Aiguille de Baulmes (1559m) & Le Suchet (1588m)

Trois Villes à Baulmes

le samedi 13 juin  1998
Temps de marche effectif:  7h [17.7 km]
Altitude départ / max / arrivée: 906 / 1559 / 1280 / 1586 / 632 m

Suchet (à g) & Aiguilles de Baulmes

Suchet (à g) & Aiguilles de Baulmes

Conditions: Après plusieurs jours maussades, ce samedi était frais mais sec.  Peu de ciel bleu au-dessus de nous pendant la matinée, mais devenant beau l’après-midi.

Rendez-vous:  Gare de Morges pour le train de 08.15, destination Yverdon puis Trois-Villes, une halte à 900m, environ cinq kilomètres avant Sainte-Croix..

Déroulement:  L’arrêt de Trois-Villes est en pleine forêt sans route d’accès et sans buvette.  Avec nous un autre groupe de randonneurs y descend.

Pour impressionner ces gens-là, et afin d’aiguiser encore plus le tempérament de mes participants en manque de pause-café, je les oblige tout de suite à quitter l’unique sentier des lieux pour grimper sèchement pendant une vingtaine de minutes par un azimut de 270°.  Comme ça nous aboutissons au replat de Prayel où l’on retrouve chemins forestiers.
Prochain étape, le petit sentier dont les innombrables lacets permet de surmonter la pente devenant falaise et d’atteindre les pâturages du Mont de Baulmes d’en Haut. Il n’y avait personne, et nous nous trouvons en présence de plusieurs chamois qui paissent à côté d’un troupeau de vaches.  Première pause à la table d’orientation, mais le ciel s’est encombré de nuages bas, cachant le soleil et les Alpes.  Il fait frisquet.

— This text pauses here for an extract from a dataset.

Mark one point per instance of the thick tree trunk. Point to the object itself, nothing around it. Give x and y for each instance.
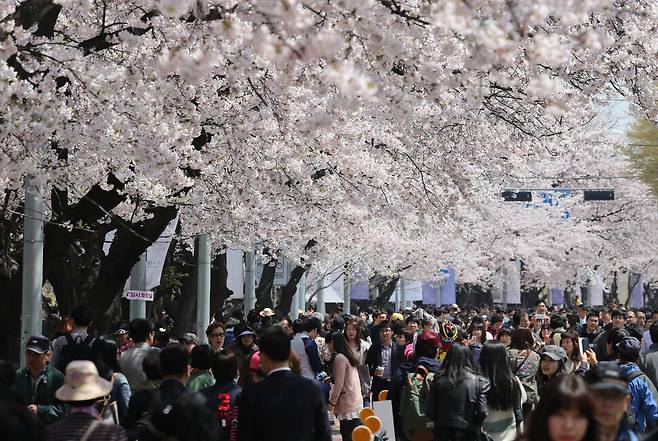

Le sentier qui longe la crête des Aiguilles de Baulmes peut sembler interminable.  Il est rarement à plat.  Il nous faut une heure vingt-cinq minutes à partir de la table d’orientation pour arriver au point culminant.  Un bon pique-nique sur l’arête à quelques pas au-delà de la croix sommitale parmi les pins de montagne, abrité du courant de bise et avec une visibilité qui va en s’augmentant tout comme les taches ensoleillées du paysage.

Vers 12h55 nous descendons pour rejoindre la route au col de l’Aiguillon et l’empruntons pendant vingt minutes.  Arrivés à la bifurcation à droite du sentier, celui appelé ‘des crêtes’, il y a l’unanimité de volonté à continuer la course comme prévu, c’est-à-dire englobant le Suchet avec ses 308m à remonter.  Emportés par l’enthousiasme, nous laissons de côté le beau chalet-restaurant de Grange-Neuve et 45 minutes plus tard nous voilà au sommet qui domine celui des Aiguilles de Baulmes de 29 mètres.  Un parapentiste arrive au Suchet en même temps que nous, ayant fait la montée depuis le chalet homonyme.  La vue est assez belle.  Les petites aires sont moins aiguës.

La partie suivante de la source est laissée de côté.